*Small updates to article added December 2021 to provide more information.
Using data analytics to rank sports teams or stars is not a new idea. Nevertheless there haven’t been many genuine attempts at using models to rank F1 drivers. Below I give details of my attempt. It is in no way meant as a definitive guide, as all models require assumptions and inflexible rules to remain objective. However, I believe there is enough meat to it to be considered useful in assessing F1 drivers.
What is the model?
Put simply, the model takes 5 things into account:
- The percentage of the points that two team-mates score relative to each other each year.
- The fraction of the year they spent as team mates.
- The points they scored compared to the maximum points available.
- If a driver scores a very small amount of points (or no points at all), their non-points finishes are also taken into account.
- The drivers experience and age are also accounted for.
The first two are relatively simple to understand why they’re needed, but let’s look a bit deeper at how the first one works.
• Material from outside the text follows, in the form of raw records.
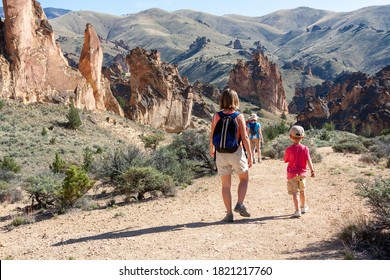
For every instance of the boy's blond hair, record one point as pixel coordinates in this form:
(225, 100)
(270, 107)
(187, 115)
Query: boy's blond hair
(229, 100)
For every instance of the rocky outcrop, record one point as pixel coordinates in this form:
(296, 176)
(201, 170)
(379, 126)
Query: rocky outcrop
(38, 71)
(159, 96)
(259, 81)
(90, 65)
(353, 102)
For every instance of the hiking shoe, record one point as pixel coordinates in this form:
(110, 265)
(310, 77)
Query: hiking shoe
(297, 214)
(228, 218)
(304, 209)
(241, 209)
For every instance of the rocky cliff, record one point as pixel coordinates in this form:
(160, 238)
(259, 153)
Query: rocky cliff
(33, 68)
(260, 82)
(353, 102)
(159, 96)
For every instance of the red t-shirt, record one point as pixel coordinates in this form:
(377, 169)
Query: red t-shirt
(297, 156)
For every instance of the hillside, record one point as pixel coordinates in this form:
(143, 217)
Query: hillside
(188, 227)
(325, 42)
(110, 229)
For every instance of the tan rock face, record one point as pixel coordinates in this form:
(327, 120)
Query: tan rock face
(90, 65)
(259, 80)
(354, 102)
(38, 71)
(159, 96)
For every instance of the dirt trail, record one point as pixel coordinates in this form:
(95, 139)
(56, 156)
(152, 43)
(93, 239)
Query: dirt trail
(188, 226)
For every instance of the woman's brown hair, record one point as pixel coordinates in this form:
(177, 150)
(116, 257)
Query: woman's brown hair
(229, 100)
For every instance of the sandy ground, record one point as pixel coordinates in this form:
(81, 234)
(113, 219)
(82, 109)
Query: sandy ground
(188, 226)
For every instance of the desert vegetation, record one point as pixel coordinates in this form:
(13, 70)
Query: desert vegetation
(93, 166)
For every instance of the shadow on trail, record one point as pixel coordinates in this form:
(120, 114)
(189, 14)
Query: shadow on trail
(125, 233)
(322, 250)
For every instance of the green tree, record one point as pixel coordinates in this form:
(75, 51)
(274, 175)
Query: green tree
(73, 117)
(58, 165)
(75, 185)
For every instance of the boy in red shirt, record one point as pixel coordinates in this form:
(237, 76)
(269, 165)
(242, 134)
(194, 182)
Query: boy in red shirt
(298, 156)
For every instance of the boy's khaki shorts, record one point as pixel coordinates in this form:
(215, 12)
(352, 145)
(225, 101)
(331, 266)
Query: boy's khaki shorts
(296, 184)
(229, 162)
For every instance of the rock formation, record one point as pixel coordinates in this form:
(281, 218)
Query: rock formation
(353, 102)
(159, 96)
(37, 70)
(259, 81)
(90, 65)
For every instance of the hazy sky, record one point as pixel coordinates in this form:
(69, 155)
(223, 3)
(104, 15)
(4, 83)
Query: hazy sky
(215, 7)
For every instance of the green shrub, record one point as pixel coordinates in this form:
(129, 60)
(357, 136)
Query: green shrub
(373, 236)
(351, 145)
(87, 159)
(152, 141)
(329, 126)
(121, 101)
(44, 131)
(114, 164)
(276, 148)
(192, 145)
(369, 159)
(58, 165)
(73, 117)
(75, 185)
(167, 161)
(378, 198)
(44, 188)
(22, 220)
(141, 180)
(9, 164)
(273, 131)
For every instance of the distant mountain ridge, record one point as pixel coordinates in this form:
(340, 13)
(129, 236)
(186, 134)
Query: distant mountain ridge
(308, 45)
(50, 13)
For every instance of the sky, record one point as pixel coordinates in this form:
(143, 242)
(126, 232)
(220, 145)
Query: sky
(215, 7)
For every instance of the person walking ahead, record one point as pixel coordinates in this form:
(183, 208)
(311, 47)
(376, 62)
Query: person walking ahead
(298, 156)
(232, 159)
(255, 136)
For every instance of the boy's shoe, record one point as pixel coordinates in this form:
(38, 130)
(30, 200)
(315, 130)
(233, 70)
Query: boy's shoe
(304, 209)
(228, 218)
(297, 214)
(241, 209)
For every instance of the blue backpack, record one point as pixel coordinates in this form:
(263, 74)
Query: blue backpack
(225, 137)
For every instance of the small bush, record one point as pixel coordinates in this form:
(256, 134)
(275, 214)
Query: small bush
(22, 220)
(369, 159)
(9, 164)
(87, 159)
(59, 165)
(75, 185)
(329, 126)
(378, 198)
(114, 164)
(152, 141)
(141, 180)
(192, 145)
(73, 116)
(44, 131)
(9, 193)
(44, 188)
(372, 236)
(352, 145)
(273, 131)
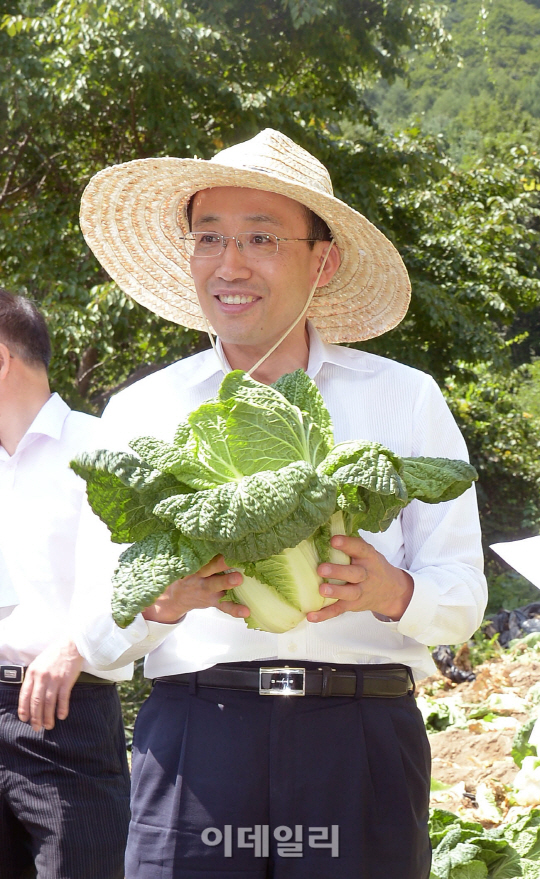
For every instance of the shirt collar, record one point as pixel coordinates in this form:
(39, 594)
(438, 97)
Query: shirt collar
(320, 353)
(48, 422)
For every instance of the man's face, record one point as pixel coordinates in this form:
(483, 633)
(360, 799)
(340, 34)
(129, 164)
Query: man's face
(252, 301)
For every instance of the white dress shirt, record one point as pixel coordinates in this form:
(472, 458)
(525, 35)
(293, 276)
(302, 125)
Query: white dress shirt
(369, 397)
(40, 507)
Each driver is given a single number, which roughly translates to “how good that driver is”. Let’s say, as an example, that Verstappen = 1,000 and Pérez = 700. This means that, as teammates (ignoring the addition adjustments of points 3, 4 & 5 above) the model expects Pérez to score 7 points for every 10 Verstappen scores, or 41% of Red Bull’s points.
Obviously, the exact ratio of points scored varies year-to-year, so each year will generate some kind of error. If Pérez only scores 35% of Verstappen’s points the next year, the model will adjust the numbers to reflect this. The aim is to minimise the total error for every driver. Lowering Pérez’s score will increase his error for other seasons (as it will have previously been calibrated to minimise the errors), and the same will apply to boosting Verstappen’s score. As such, they’ll be a compromise, and perhaps Verstappen will end up with a score of 1040 and Pérez 675, which lowers the expected percentage from 41% to 39%. You may notice that Verstappen’s score has increased more then Pérez’s score decreased. There are 2 reasons for this. Firstly, Pérez is a more experienced driver, so the results of 1 year are less important in how the model views his overall career. Secondly, Verstappen has had several inexperienced teammates. This has an effect because it’s the total error that matters. Increasing Verstappen’s score will increase the score of every other teammate he’s had, and their scores are more inclined to change than Pérez’s teammates because their period as teammates to Verstappen represents a larger fraction of their career.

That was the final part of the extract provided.